Website name | Address | Data resource |
---|---|---|
Alliance of Genome Resources | https://www.alliancegenome.org | Identification of animal models for human disease |
Atlas of mouse cardiovascular development | https://www.devbio.pitt.edu/research/atlas‐mouse‐cardiovascular‐development | Atlas of the mouse cardiovascular system using EFIC |
Bonebase | http://www.bonebase.org | Variation in bone mass using μCT and histomorphometry for KOMP mice |
Emouseatlas | https://www.emouseatlas.org/emap/home.html | Mouse embryonic anatomy and development |
GUDMAP | https://www.gudmap.org | Urogenital and prostate development with a collection of immunohistochemical, histological, and immunofluorescence images, and gene expression data |
International Mouse Phenotyping Consortium (IMPC) | https://www.mousephenotype.org | Summaries of phenotyping of genetically engineered mice in the KOMP program |
Monarch | https://monarchinitiative.org | Identification of animal models for human disease |
Mouse Brain Atlas | https://developingmouse.brain‐map.org, https://mouse.brain‐map.org | High‐resolution physical atlases of the adult and embryonic mouse brains |
Mouse Genome Informatics | http://www.informatics.jax.org | Large datasets on mice, genetics, inbred strains, mutant lines, etc. |
Mouse Genome Informatics SNP Database | http://www.informatics.jax.org/snp | Single nucleotide polymorphisms for inbred strains |
MouseMine | http://www.mousemine.org/mousemine/begin.do | Comparative human and mouse data |
Mouse Models of Human Cancer Database (MMHCD) | http://tumor.informatics.jax.org/mtbwi/index.do | Mouse models of human cancer data and images |
Mouse Phenome Database | https://phenome.jax.org | Variety of data on studies that compare inbred strains |
MUTAGENETIX | https://mutagenetix.utsouthwestern.edu | Immunological phenotypes of single gene mouse mutants produced by ENU mutagenesis |
National Toxicology Program Neoplastic Lesion Atlas | https://ntp.niehs.nih.gov/nnl/index.htm | Atlas of images and descriptions on nonneoplastic lesions in rats and mice |
Noah's Arkive | http://noahsarkive.cldavis.org/cgi‐bin/show_image_info_page.cgi | Images of lesions from many different species |
Online Mendelian Inheritance in Man (OMIM) | https://www.ncbi.nlm.nih.gov/omim | Summaries with references on genetic based diseases in humans with reference to animal models |
Pathbase, The European Mouse Pathology Database | http://www.pathbase.net | Images of lesions found in mice (spontaneous, genetically engineered, etc.) |
PATHBIO | http://www.pathbio.org | Training modules, X‐ray atlas, lymphatic mapping atlas, images of inbred strain specific diseases |
Sanger Mouse SNP Database | https://www.sanger.ac.uk/sanger/Mouse_SnpViewer/rel‐1505 | Single nucleotide polymorphisms for 36 inbred strains |
Skinbase | http://eulep.pdn.cam.ac.uk/~skinbase/index.php | Subdirectory of Pathbase focusing on normal and abnormal skin phenotypes in mice |
Many archival databases and some reference resources are very dependent on users to curate, correct uploads, and to give them added value for a community.
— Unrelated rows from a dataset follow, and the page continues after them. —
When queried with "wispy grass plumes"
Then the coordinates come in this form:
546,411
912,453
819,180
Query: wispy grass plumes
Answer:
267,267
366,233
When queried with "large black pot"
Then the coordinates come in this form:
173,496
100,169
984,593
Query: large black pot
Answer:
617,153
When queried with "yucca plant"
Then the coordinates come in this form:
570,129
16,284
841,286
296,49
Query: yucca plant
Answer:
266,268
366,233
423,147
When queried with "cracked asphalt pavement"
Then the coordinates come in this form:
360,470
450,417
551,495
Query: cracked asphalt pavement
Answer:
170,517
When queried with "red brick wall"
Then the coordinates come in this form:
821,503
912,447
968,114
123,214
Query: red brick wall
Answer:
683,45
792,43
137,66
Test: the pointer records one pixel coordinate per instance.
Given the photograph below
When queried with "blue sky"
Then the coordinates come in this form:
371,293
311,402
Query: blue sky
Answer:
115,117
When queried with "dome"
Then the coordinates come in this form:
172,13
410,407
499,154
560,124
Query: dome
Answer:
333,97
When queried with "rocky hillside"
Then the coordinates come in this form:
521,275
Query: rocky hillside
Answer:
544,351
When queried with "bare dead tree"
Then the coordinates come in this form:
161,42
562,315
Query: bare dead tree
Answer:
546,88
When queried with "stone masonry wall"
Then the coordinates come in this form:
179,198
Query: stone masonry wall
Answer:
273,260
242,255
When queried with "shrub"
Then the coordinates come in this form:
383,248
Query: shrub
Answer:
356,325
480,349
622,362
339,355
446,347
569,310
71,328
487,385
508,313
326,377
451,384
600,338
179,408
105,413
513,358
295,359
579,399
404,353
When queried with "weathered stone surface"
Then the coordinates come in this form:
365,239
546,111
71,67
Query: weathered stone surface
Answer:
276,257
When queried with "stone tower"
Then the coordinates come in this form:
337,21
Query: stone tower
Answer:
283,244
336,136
Databases run for the use of specific communities can provide a high degree of added value at low cost and contribute heavily to scientific sustainability. Image databases especially fall into this category and in particular need new material from experts in the field to constantly expand the resource and accurately curate the material. Pathologists can use these resources as legacy tools for extra photomicrographs they take while working up new models or defining spontaneous diseases in colonies. Such additional images can be referenced in the primary publication as being publicly available on the websites, which usually is very well received by journals and reviewers on future grant applications. Many of the current public repositories will not accept files of the size of zoomable histopathology images and limited user uploads. This, together with payment to commercial repositories is a specific problem for very image intensive histopathology and cell biology data.